There are many more things I could be writing about here but sleepiness and some work to do will cut this entry short. Among those things, was the sex in the city tour that I was kicking myself for having succumbed to paying $75 for but then loved, and which means I can now walk around Manhattan knowing where to find Carries’ stoop, Samantha’s transvestite-disrupted apartment in the Meatpacking district, the pleasure chest, Big and Aidan’s bar and the tiny church where Samantha targeted "Friar Fuck" to no avail. There was a long and lovely walk with Em through China town, over Manhattan bridge and back over Brooklyn bridge; a visit to the fascinating Tenement museum on Lower East Side, steak sandwiches at the NY-epitomizing Katz diner where Me got into conversation with the Iraq vets who were working there, a whizz around the 20th century art floor of MOMA, Verdi’s Un Ballo in Maschera at the Met (which, built as part of the Lincoln Centre built in the 1960s, is a stunningly perfect combination of simplicity and the opulence that opera asks for), and lots of dancing (making me a very happy creature in the way that dancing does) at Nublu on New Years Eve.

New York missive no 7 - O's Iowa speech

I’d just got home on Thursday evening and gone to bed when I heard the TV on in the sitting room. J was watching Obama’s Iowa victory speech live. I rushed out to join him. Politics is suddenly alive again. In some ways the speech reminded me how bad things have got, because the hope he expresses seems almost unreal. But it’s there sure enough. It’s been kindled, and is now spurring to catch on throughout the country. Yes the power-per-se politics of cynicism and point scoring will try to douse the flames but I’ve got a feeling that now more than ever people here are ready for change. The crucial thing over the next few months will be for people to believe. Still you hear everywhere comments like “I can’t see it happening”, "America's not ready to vote for a black man", and people doubting whether they should vote for him for fear that not enough others will, hence opening the door to another Republican administration. It’s precisely those doubts which could jepoardise this unique opportunity. If all those doubters believe in the America they want to see rather than the America they see now, things will change. As Obama said in Iowa, his victory was an affirmation of the “most American of ideas – that in the face of impossible odds, people who love this country can change it.”

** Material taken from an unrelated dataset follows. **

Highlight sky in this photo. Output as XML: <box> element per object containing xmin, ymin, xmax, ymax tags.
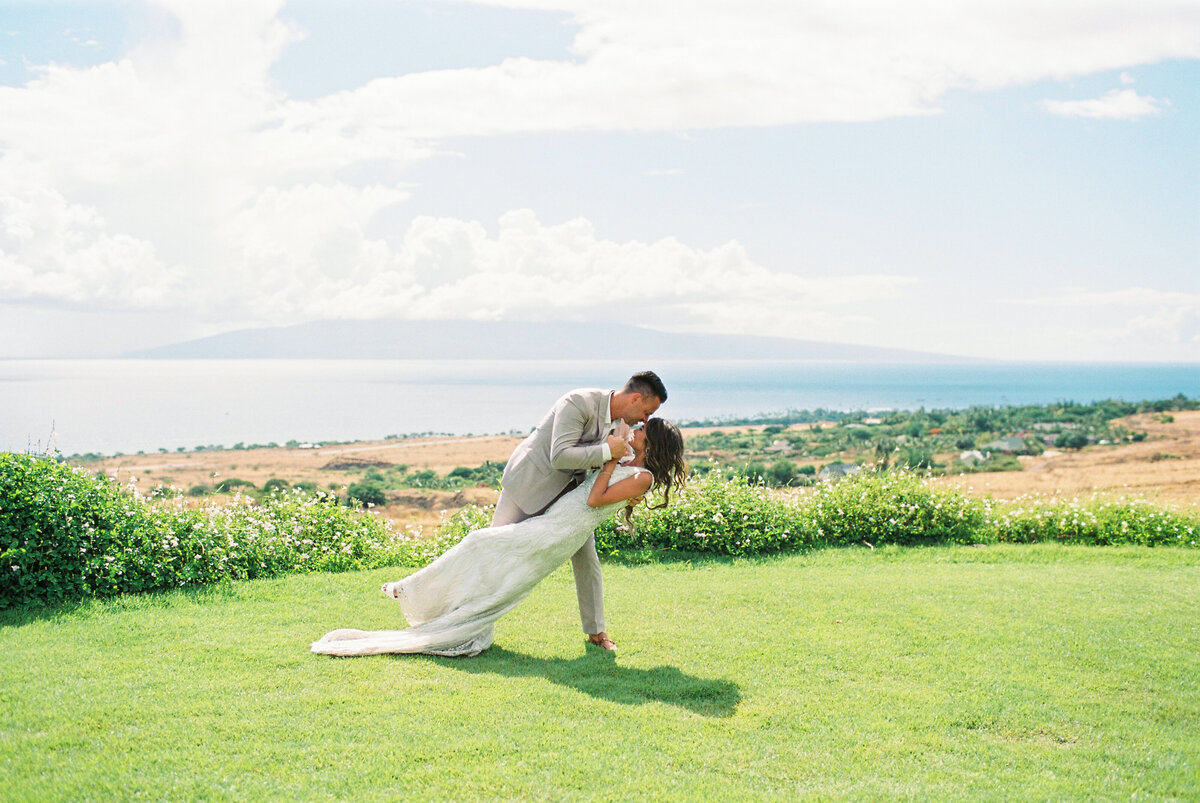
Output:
<box><xmin>0</xmin><ymin>0</ymin><xmax>1200</xmax><ymax>361</ymax></box>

I’ve just moved here and of course can't vote but the sense of possibility is electrifying: I want to be in the thick of it, be part of it in whatever way I can.

This 31 December New York Times editorial – and the mass of letters it inspired – sums up the damage that’s been done to America in the past few years and the battering that belief has taken. And this opinion piece by Bob Herbert four days later captures the smiling relief that of course change is possible: it's all of our responsibilities to make it happen.